Adriana juga menyoroti munculnya isu baru yang semakin relevan, yaitu konflik antara ethno-development dan ethnocide di mana pembangunan kerap menggusur etnis setempat.
“Pembangunan sering kali tidak sensitif terhadap eksistensi etnis lokal, tidak hanya dalam aspek fisik, tetapi juga dalam sudut pandang masyarakat adat,” ungkap Adriana, seraya mengkritik soal permintaan tambahan anggaran oleh Pigai.
Menurut Adriana, jika mengajukan anggaran atau kebijakan terkait HAM, sebaiknya menyampaikan rencana mengenai langkah-langkah perbaikan yang akan dilakukan, potensi kegagalan yang mungkin dihadapi, serta cara untuk mengatasi masalah tersebut.
“Ini masalah politik anggaran, ada proses tawar-menawar. Seharusnya sampaikan hal-hal yang akan diperbaiki, bagaimana caranya, dan potensi kegagalan, baru sampaikan jumlah yang diperlukan,” ucap dia.
Sementara itu komisioner Komnas HAM Anis Hidayah enggan berbicara banyak soal penunjukan Pigai terkait upaya penyelesaian konflik di Papua.
“Bukan kapasitas kami untuk komentar ini ya,” ujar Anis kepada BenarNews.
Amnesty International Indonesia sebelumnya melaporkan sebanyak 58 orang tewas dalam pembunuhan di luar proses hukum yang dilakukan oleh TNI/Polri di Papua sepanjang tahun 2023.
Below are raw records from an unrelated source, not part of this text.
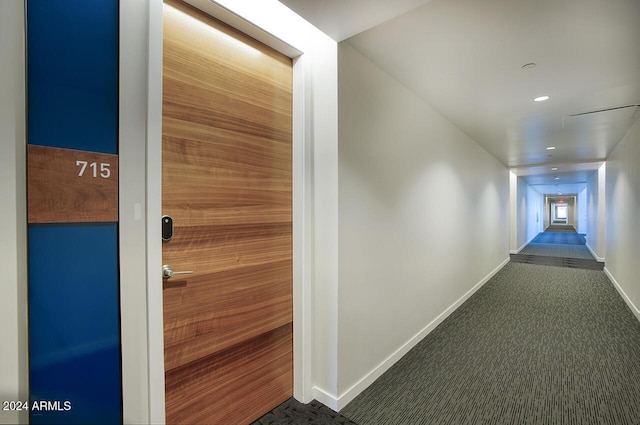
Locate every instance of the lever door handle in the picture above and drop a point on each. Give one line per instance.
(167, 272)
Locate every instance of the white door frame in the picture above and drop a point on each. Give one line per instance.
(314, 121)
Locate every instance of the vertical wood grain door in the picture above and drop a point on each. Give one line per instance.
(226, 182)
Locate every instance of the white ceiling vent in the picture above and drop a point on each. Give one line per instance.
(618, 116)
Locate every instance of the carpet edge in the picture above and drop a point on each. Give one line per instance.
(347, 396)
(635, 310)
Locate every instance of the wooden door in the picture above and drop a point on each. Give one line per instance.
(226, 182)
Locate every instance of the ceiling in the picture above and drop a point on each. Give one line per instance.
(467, 59)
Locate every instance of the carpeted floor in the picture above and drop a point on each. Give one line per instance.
(535, 345)
(543, 260)
(292, 412)
(565, 238)
(560, 228)
(558, 250)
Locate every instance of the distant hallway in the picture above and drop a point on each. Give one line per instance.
(558, 246)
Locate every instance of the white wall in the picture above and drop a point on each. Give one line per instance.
(423, 220)
(596, 213)
(13, 251)
(623, 213)
(581, 206)
(535, 213)
(527, 213)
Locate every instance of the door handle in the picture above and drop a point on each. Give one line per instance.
(167, 272)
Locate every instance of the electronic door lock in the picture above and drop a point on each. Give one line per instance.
(167, 228)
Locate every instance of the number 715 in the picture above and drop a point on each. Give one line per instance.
(105, 171)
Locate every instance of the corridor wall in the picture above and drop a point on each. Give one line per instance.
(623, 210)
(423, 219)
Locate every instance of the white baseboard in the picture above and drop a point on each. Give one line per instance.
(325, 398)
(598, 259)
(374, 374)
(625, 297)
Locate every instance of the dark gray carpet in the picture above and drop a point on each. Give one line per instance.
(292, 412)
(535, 345)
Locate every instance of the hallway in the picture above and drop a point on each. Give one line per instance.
(536, 345)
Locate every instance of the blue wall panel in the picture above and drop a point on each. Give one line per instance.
(72, 57)
(74, 322)
(74, 329)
Menurut Amnesty, pembunuhan di luar proses hukum tersebut tsetidaknya terjadi dalam 26 insiden di Papua sepanjang tahun 2023.
Amnesty juga mencatat sebelas peristiwa pembunuhan di luar hukum lainnya terhadap 24 korban dilakukan Tentara Pembebasan Nasional Organisasi Papua Merdeka (TPNPB-OPM) di Papua pada tahun lalu.
Pizaro Gozali Idrus di Jakarta berkontribusi pada laporan ini.